Paper Info Reviews Meta-review Author Feedback Post-Rebuttal Meta-reviews

Authors

Yuncheng Jiang, Zixun Zhang, Ruimao Zhang, Guanbin Li, Shuguang Cui, Zhen Li

Abstract

Accurate polyp detection is essential for assisting clinical rectal cancer diagnoses. Colonoscopy videos contain richer information than still images, making them a valuable resource for deep learning methods.However, unlike common fixed-camera video, the camera-moving scene in colonoscopy videos can cause rapid video jitters, leading to unstable training for existing video detection models. In this paper, we propose the YONA (You Only Need one Adjacent Reference-frame) method, an efficient end-to-end training framework for video polyp detection. YONA fully exploits the information of one previous adjacent frame and conducts polyp detection on the current frame without multi-frame collaborations. Specifically, for the foreground, YONA adaptively aligns the current frame’s channel activation patterns with its adjacent reference frame according to their foreground similarity. For the background, YONA conducts background dynamic alignment guided by inter-frame difference to eliminate the invalid features produced by drastic spatial jitters. Moreover, YONA applies cross-frame contrastive learning during training, leveraging the ground truth bounding box to improve the model’s perception of polyp and background. Quantitative and qualitative experiments on three public challenging benchmarks demonstrate that our proposed YONA outperforms previous state-of-the-art competitors by a large margin in both accuracy and speed.

Link to paper

DOI: https://doi.org/10.1007/978-3-031-43904-9_5

SharedIt: https://rdcu.be/dnwGI

Link to the code repository

N/A

Link to the dataset(s)

https://github.com/GewelsJI/VPS/tree/main#3-vps-dataset

https://github.com/dashishi/LDPolypVideo-Benchmark

https://giana.grand-challenge.org/PolypDetection/


Reviews

Review #2

  • Please describe the contribution of the paper

    This paper proposes a polyp detection model that considers only a reference and an anchor frame that overcomes SOTA

  • Please list the main strengths of the paper; you should write about a novel formulation, an original way to use data, demonstration of clinical feasibility, a novel application, a particularly strong evaluation, or anything else that is a strong aspect of this work.
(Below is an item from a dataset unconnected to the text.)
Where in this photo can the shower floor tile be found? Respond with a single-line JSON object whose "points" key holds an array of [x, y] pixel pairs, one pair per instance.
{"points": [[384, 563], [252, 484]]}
Please provide details, for instance, if a method is novel, explain what aspect is novel and why this is interesting.
    • Ablation study confirming that all the components proposed are essential for the task
    • Contrast with other methods and overperforming these on two datasets
    • Qualitative results suggest that the proposed approach overcomes few of the issues seen with other methods by only using two frames
  • Please list the main weaknesses of the paper. Please provide details, for instance, if you think a method is not novel, explain why and provide a reference to prior work.
    • The authors follow the same settings as in CenterNet but clearly that was trained with a different dataset. Ablation studies are required to find lambdas
  • Please rate the clarity and organization of this paper

    Very Good

  • Please comment on the reproducibility of the paper. Note, that authors have filled out a reproducibility checklist upon submission. Please be aware that authors are not required to meet all criteria on the checklist - for instance, providing code and data is a plus, but not a requirement for acceptance

    Yes the authors will make aspects of their code and details available on acceptance

  • Please provide detailed and constructive comments for the authors. Please also refer to our Reviewer’s guide on what makes a good review: https://conferences.miccai.org/2023/en/REVIEWER-GUIDELINES.html
    • Even when Fig. 1b shows the effect of the number of frames on accuracy, these differences is minimal, i.e. from .68 for 1 frame decreasing perhaps to 0.675 for 21 frames. Therefore the conjecture that the authors use as argument for taking into account onle one reference frame is not that strong
    • The manuscript assumes the reader has good knowledge about CenterNet. Therefore the manuscript might benefit from a brief introduction on how this method works before introducing the authors their proposed model.
    • Please specify what are the inputs and ground truth available for completeness.
    • Make sure all introduced variables and that the multiscale features and up-sampling are shown/illustrated in the pipeline in Fig 2.
    • It is unclear how the alignment of channel activation patterns on intermediate features is achieved, please clarify.
    • What do the authors refer to “occluded or distorted foreground context” in Sec 2.1?
    • Even though FTA is compared against channel-wise and channel-aware attention via the ablation study, channel attention mechanism is part of FTA as per Sec 2.1
    • It is unclear what happens when detected boxes of reference frames are not validated (i.e. below 0.6)
    • According to Fig. 2 F* results from the multiplication of the dynamic field by the enhanced anchor feature F~ but that is not reflective of Eq 5 -Lambdas are not defined in Fig 2

    List of minor problems

    • Considering too many frames rather than collaborating too many frames
    • In Sec 2.1: isn’t reference greater than 1 rather than 3?
    • Fig 2: isn’t the backbone an encoder only extracting features?
    • When defining the features, please define N, T, C, H, and W, but mainly the first two. There is also an inconsistency of these in Sec 2.1 and 2.3
  • Rate the paper on a scale of 1-8, 8 being the strongest (8-5: accept; 4-1: reject). Spreading the score helps create a distribution for decision-making

    6

  • Please justify your recommendation. What were the major factors that led you to your overall score for this paper?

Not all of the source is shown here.